The Halftime Assessment

Think of this as halftime. You're not retiring anytime soon. If you're a mid-career millennial like me, you've got another 20-30 years in the workforce. That's a lot of runway.

But the game you thought you were playing? The team you thought you were on? The playbook you memorised in your twenties?

Yeah, none of it exists the way we were promised, does it….

So pause. Reassess. Ask yourself:

  • What was I chasing? Validation? Security? Status? Does that still resonate with who you are now, or were you performing someone else's definition of success?

  • What do I actually want now? Not what you should want. Not what looks impressive on LinkedIn. What would make the next 20 years feel like they're yours?

  • What am I willing to tolerate? You have options now that you didn't have at 25. Skills. Network. Savings (maybe). Reputation. What's your floor? Where's the line you won't cross anymore?

  • Who do I want to become as a leader? Do you want to lead like the people who led you? Or do you want to break the cycle?

Breaking the Generational Lower Case T trauma Cycle

Every time you choose psychological safety over performative toughness, you're breaking a pattern. Every time you give honest feedback without cruelty, you're modelling something different. Every time you hire for potential instead of pedigree, you're changing who gets access.

This is how cultures shift. Not through top-down transformation programs. Through individual leaders making different choices in individual moments.

For the Millennials Stepping Into Power

Here's what I want to say to every millennial stepping into leadership right now:

You are not required to perpetuate what once broke you.

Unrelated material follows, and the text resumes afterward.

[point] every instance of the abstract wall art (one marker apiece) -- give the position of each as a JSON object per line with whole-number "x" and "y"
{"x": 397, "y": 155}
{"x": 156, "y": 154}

You can lead differently. You can set different expectations. You can refuse to sacrifice your team's wellbeing for quarterly metrics. You can push back on policies that exploit people under the guise of "high performance”.

You can be the manager you needed when you were coming up.

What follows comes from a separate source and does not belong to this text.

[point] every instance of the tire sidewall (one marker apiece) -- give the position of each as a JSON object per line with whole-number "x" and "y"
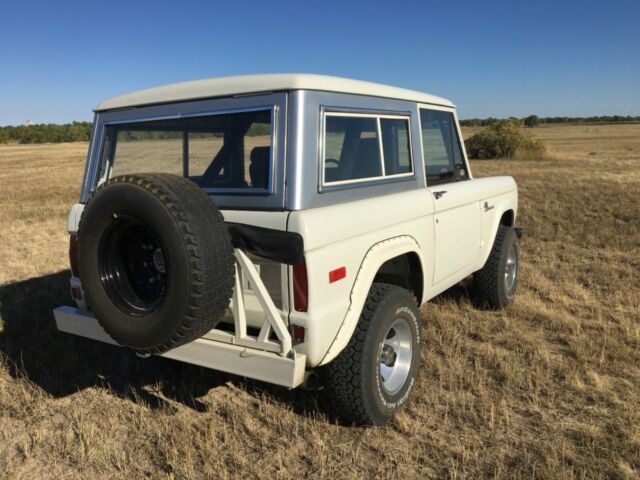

If you can't do that within your current organisation, if the system is too pathological, too resistant or too committed to its own dysfunction, you can take your talent elsewhere.

Within the current system or outside it entirely.

We're building our own things now. Consulting practices, coaching businesses, even media companies. Alternative career paths that don't require us to pretend corporate pathology is normal.

The boomers had their time, Gen X kept the wheels turning and Gen Z is calling bullsh*t on the whole thing.

But it's our turn to lead and maybe for the first time ever, we get to decide what leadership looks like.

What This Means Practically

  • If you're still early-career / trapped by circumstances: Acknowledge what you're in. Stop internalising the dysfunction. Learn the game, but know you're playing it, not being played by it. Start building your exit runway: skills, network, personal brand, savings, options.

  • If you're mid-career / peak millennial burnout: Do the halftime reassessment. Reset and audit what you're chasing versus what you actually want. You have more leverage now than you think. Use it.

  • If you're ready to move: Move. Within the system or outside it. Take the skills, leave the rest. You're not abandoning anything, you're refusing to be complicit in might now feel like your own exploitation. That is radical and revolutionary.

Final Thoughts

I don’t think it’s any secret that for most of us, the system we were promised is fundamentally different to the one we are experiencing. But, that's okay!

We're allowed to be angry about it, we're allowed to grieve it, we're allowed to pivot and we're also allowed to build something better.

Not always by fixing broken systems from within but by modelling a different way forward entirely. By choosing integrity over advancement when the two are in conflict. By walking when staying would compromise who we are or at least, who you want to be.

This is our halftime.

Take the pause. Reassess the actual game. Make more intentional moves going forward, for the person you are today and in the system as it exists today.

Not the person you were when you started this path 10, 15 or 20 years ago. Not the system you were promised. The one that's actually in front of you.

Then decide: are you going to prop it up or are you going to build something new?